Wearing Your Matrix On The Outside.If you missed Matrix of Intimacy, Part 1 you may want to read it.

So. We're all matrices of likes and dislikes, and with social media this is more apparent since we have interactions with more people than we would have without the Internet - geography is now less of a factor. Since I couldn't afford the services of Mondolithic Studios, I'm stuck with my riveting stick figures on the left. A computer might interpret how we look to each other as matrices of likes and dislikes - but we humans don't. Maybe we should.

We know what we like. We know what we don't like. Sometimes what we don't like becomes something we do like. Sometimes things we do like become things we don't. Some people are more consistent with their likes and dislikes than others. When you boil it all down to the primordial stew of the collective intelligence of a single creature, we're a pretty dysfunctional group of cells. Picture a body of cells where nerves connect cells in other parts of the body. We'd call that a nervous system. But lets draw that down again back to 2 people.

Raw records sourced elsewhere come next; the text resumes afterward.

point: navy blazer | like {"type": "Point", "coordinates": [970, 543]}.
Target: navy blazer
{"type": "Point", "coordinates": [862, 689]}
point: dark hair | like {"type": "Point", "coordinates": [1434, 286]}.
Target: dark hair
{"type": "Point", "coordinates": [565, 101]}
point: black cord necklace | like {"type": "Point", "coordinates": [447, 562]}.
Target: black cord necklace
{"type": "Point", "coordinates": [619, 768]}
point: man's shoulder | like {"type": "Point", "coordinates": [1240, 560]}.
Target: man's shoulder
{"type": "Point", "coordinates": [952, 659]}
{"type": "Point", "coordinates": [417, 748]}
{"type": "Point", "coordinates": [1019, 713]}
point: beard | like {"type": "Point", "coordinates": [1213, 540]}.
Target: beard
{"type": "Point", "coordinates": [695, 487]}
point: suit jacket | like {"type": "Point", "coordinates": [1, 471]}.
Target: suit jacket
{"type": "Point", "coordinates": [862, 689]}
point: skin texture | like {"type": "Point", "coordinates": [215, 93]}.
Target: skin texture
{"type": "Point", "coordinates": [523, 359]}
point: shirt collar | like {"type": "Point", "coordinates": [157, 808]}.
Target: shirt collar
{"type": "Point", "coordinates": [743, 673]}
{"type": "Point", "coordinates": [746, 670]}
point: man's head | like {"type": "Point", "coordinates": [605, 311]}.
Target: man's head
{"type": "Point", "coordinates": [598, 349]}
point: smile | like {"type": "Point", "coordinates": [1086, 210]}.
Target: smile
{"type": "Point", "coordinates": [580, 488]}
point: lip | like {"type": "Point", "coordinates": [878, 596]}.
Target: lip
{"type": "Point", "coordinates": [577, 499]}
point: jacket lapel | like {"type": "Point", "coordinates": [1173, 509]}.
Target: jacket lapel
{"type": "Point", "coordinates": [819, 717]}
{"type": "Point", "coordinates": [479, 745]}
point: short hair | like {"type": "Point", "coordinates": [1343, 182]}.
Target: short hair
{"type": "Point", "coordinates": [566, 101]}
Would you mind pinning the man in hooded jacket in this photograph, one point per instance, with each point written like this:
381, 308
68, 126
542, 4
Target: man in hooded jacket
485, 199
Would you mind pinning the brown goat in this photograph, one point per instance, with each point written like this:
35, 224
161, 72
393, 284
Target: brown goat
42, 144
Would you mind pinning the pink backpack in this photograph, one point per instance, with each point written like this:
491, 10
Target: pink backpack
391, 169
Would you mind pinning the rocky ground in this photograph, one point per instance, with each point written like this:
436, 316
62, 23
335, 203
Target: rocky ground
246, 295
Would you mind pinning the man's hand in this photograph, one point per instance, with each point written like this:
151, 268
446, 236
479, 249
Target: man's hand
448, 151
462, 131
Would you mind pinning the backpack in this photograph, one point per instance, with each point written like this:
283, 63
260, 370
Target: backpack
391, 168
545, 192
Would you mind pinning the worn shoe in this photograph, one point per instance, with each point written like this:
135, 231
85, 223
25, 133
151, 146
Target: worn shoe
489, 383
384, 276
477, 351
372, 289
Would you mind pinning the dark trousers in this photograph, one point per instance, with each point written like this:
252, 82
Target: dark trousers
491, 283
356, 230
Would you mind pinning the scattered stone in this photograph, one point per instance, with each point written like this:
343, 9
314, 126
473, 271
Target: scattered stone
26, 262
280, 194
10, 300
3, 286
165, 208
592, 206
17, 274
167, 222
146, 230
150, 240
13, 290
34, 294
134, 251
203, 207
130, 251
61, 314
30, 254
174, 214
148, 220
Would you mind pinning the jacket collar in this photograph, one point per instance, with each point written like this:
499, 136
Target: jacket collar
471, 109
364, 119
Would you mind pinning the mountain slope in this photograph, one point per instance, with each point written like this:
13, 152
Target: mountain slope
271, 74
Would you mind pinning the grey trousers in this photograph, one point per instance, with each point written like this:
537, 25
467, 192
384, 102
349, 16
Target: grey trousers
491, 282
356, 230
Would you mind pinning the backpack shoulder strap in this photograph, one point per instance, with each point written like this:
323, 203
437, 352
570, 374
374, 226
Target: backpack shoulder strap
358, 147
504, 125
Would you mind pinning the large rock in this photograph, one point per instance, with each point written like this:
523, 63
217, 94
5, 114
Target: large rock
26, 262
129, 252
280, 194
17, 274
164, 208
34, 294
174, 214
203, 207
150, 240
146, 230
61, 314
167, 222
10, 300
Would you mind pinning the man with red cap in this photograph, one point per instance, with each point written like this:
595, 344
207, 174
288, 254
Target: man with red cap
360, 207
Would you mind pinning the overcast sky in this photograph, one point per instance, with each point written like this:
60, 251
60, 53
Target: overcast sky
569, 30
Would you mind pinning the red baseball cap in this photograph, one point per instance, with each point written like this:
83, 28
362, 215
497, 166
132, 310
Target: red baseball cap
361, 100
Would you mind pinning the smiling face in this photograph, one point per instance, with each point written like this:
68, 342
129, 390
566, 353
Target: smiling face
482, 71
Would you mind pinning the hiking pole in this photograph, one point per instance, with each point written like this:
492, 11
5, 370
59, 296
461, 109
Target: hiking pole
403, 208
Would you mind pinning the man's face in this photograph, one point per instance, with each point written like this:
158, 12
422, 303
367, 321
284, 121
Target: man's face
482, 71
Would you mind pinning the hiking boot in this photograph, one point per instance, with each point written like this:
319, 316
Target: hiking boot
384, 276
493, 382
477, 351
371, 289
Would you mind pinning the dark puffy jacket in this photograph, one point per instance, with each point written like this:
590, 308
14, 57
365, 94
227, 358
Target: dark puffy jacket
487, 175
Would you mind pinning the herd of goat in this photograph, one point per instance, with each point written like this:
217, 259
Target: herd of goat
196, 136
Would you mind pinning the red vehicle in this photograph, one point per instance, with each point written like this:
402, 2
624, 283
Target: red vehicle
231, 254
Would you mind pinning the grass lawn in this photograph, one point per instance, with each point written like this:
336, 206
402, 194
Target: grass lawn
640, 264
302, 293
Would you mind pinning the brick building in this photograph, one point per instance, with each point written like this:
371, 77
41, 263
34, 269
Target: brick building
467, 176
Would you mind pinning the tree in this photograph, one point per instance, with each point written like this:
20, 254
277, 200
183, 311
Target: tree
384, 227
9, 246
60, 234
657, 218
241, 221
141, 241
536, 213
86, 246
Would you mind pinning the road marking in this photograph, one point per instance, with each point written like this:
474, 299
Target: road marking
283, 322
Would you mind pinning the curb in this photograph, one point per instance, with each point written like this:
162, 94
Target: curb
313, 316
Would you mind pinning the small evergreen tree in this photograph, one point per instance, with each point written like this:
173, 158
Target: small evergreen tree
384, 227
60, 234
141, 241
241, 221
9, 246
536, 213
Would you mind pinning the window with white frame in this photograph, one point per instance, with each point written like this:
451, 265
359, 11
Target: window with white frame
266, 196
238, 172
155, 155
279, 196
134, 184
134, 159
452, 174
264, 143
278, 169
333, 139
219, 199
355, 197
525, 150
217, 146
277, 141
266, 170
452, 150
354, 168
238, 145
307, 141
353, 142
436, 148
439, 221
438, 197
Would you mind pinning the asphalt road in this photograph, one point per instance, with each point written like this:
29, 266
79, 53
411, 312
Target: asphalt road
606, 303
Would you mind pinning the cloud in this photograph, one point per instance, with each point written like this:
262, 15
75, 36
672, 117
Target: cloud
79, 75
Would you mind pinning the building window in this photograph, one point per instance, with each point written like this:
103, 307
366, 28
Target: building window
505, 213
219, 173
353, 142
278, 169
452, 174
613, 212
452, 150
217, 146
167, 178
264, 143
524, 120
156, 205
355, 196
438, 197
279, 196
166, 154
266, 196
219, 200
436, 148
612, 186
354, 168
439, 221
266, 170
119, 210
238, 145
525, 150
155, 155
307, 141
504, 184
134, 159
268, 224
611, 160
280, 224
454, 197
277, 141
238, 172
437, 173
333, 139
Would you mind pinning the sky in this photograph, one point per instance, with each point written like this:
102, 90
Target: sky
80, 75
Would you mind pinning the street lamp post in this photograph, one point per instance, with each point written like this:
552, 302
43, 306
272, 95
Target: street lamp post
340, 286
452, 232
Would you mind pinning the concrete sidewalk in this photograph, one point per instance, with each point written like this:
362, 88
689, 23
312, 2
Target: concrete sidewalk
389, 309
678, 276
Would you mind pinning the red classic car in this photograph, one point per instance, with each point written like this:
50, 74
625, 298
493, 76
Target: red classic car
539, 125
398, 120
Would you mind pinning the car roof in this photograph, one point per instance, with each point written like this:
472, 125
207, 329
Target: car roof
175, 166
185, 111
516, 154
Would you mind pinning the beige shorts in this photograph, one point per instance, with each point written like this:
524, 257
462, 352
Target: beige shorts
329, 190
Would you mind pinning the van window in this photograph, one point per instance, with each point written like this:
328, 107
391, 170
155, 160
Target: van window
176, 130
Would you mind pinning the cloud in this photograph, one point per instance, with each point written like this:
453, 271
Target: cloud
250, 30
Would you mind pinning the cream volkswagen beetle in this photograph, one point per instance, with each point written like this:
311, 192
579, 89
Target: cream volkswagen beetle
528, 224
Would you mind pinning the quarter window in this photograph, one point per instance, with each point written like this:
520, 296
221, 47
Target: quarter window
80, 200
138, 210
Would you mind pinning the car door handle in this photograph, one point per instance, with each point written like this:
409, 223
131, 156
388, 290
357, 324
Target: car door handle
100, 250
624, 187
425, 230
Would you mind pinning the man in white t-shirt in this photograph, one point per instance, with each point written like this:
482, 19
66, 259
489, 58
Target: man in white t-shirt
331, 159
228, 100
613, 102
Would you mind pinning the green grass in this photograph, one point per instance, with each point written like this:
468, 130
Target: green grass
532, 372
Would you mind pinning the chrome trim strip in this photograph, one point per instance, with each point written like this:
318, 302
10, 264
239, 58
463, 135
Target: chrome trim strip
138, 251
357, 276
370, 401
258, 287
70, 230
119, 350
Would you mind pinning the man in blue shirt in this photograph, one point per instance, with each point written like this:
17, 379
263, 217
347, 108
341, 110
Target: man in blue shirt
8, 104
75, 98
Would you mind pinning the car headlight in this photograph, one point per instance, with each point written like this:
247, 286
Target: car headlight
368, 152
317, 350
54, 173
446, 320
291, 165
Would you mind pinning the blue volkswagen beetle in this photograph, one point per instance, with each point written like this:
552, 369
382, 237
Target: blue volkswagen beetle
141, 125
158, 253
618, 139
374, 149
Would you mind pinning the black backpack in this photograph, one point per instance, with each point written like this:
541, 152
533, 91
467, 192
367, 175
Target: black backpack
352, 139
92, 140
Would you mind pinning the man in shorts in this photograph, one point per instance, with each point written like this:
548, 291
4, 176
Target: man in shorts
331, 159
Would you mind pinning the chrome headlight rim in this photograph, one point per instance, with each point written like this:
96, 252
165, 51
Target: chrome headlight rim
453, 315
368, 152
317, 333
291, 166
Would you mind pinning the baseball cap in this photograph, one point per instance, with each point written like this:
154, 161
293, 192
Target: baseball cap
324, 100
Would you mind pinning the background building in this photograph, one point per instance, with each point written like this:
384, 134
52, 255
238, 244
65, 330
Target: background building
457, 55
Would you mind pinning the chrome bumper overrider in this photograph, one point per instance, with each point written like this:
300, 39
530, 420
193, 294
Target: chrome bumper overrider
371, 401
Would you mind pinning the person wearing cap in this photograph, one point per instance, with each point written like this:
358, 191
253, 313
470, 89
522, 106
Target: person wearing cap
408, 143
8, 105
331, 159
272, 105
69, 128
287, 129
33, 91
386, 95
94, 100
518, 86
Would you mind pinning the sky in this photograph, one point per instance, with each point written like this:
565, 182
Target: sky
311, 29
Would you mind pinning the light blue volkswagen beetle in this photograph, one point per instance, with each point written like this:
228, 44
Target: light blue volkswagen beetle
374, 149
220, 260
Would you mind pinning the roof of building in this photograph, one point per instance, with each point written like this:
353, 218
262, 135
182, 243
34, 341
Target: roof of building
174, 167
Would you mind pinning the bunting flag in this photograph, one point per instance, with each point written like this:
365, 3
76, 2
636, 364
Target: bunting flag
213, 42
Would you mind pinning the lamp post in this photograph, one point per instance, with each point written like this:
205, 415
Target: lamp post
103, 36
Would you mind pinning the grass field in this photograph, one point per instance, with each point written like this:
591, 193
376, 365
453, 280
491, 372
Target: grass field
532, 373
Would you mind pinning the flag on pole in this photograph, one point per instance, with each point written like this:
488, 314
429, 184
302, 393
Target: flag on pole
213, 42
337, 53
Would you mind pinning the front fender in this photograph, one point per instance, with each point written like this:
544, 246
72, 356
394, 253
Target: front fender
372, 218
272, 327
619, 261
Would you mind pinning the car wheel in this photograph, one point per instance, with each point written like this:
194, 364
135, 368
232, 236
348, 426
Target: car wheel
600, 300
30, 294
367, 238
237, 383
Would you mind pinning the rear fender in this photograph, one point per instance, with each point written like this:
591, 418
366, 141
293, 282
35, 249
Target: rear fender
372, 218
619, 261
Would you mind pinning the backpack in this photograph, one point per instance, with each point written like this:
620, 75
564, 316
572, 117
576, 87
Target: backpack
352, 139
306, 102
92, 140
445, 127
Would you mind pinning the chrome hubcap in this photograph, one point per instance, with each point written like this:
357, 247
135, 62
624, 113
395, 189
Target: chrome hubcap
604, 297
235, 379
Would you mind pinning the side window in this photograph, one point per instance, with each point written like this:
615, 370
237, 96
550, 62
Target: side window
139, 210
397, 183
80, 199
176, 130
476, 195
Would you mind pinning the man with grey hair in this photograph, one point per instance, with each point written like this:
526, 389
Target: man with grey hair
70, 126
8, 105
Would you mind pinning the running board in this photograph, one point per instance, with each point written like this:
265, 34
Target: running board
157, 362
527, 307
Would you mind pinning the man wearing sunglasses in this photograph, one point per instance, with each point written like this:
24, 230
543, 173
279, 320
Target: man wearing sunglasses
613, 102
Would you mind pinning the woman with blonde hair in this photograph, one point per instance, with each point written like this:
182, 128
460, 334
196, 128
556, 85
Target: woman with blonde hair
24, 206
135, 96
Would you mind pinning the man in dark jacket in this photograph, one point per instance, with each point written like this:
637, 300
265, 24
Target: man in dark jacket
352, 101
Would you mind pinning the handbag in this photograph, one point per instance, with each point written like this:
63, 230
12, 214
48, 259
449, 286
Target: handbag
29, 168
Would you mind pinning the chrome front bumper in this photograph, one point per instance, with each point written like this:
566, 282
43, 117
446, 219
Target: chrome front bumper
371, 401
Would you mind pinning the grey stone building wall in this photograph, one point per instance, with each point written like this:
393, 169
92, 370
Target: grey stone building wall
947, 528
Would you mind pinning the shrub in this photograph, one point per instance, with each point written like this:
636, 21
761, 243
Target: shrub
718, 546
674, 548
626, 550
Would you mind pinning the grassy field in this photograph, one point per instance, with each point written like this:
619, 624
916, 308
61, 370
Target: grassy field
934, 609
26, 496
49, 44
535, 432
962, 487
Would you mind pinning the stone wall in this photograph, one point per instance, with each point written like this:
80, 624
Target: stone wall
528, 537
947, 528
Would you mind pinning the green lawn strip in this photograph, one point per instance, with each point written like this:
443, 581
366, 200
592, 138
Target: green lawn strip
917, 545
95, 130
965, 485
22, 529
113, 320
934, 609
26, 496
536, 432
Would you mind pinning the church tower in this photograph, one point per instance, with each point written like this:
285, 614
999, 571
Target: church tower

The things that interest us change. The things that interest us change in priority. It could be argued that introverts might change the people around them as their own interests change and that extroverts might change their interests as those of people around them change.

Change, though, is constant. What we perceive as noise isn't always constant. It changes, too.

Going down into finer detail, in social media, we get to the tags that people use as well as the tags that interest them. Hidden within the tags people use, we get into the things that people use certain tags for.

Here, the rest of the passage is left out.